Firefighters have issued a warning over storing petrol after a York woman set fire to herself in her own home.
The woman suffered 40 percent burns to her whole body after her clothes caught fire as she was decanting petrol from one container to another in her kitchen.
Two firefighters in breathing apparatus used a hose reel to extinguish the flames and removed the remaining petrol, and the woman was treated by paramedics before being taken to Pinderfields Hospital.
Peter Hudson, a spokesman for North Yorkshire Fire and Rescue, said: “Members of the public should take extreme care when handling and storing petrol and be aware of the risks associated with incorrect use and storage of fuel. In domestic situations fuel containers must not be stored in living accommodation such as kitchens, living rooms and bedrooms or under staircases. Any storage place should be well away from living areas and be secured to protect against the possibility of vandalism or arson.
“Never bring petrol in side your home.

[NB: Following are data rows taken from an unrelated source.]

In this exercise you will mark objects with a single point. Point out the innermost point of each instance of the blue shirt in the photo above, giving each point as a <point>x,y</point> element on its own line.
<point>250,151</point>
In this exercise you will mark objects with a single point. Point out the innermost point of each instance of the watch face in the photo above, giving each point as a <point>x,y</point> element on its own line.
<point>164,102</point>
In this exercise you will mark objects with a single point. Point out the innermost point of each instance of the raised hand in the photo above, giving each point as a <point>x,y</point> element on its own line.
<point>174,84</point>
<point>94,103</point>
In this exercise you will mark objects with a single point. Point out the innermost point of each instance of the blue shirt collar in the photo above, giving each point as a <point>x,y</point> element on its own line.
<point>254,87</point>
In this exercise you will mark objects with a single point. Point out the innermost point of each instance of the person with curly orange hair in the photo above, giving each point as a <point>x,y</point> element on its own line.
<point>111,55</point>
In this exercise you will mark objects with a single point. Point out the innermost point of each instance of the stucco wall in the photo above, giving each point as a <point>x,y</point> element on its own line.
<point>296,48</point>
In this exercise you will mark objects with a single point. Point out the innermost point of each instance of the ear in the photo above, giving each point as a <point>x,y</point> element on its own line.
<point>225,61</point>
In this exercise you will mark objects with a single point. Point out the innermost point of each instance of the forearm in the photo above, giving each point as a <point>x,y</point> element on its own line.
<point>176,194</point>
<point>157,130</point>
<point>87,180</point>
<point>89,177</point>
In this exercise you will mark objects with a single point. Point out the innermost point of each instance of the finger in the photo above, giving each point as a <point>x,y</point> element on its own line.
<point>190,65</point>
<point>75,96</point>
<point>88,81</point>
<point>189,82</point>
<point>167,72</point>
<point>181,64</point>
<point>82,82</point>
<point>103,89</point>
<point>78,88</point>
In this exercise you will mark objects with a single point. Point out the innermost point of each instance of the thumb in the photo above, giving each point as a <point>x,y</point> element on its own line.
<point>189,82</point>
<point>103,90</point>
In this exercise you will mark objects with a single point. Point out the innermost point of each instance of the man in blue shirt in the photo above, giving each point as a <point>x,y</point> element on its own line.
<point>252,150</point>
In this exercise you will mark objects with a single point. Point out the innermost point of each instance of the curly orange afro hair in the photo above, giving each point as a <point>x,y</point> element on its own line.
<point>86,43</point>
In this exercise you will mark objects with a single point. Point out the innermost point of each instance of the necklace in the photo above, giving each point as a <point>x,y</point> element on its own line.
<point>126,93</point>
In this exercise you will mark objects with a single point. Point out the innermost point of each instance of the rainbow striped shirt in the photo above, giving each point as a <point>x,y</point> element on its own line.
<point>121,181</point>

If you do smell petrol fumes in a garage or out building ventilate the area and make sure nobody smokes or turns electrical switches on or off. The slightest spark could cause an explosion.”
A spokesman said the fire service want to clarify their position on storing of petrol at domestic properties:
- Fuel should be stored away from the house in either a shed or a garage, well away from people and anywhere where it might be close to a naked flame or other source of ignition.
- If people are planning on storing petrol they should only use containers built specifically for the purpose of carrying fuel. Appropriate containers are available from car accessory stores.
- These are metal containers of 10 litres (approximately two gallons) or plastic containers of five litres (approximately one gallon) and people should have no more than two of each.
- Therefore, people should not store more than 30 litres (approximately six gallons) of fuel in total.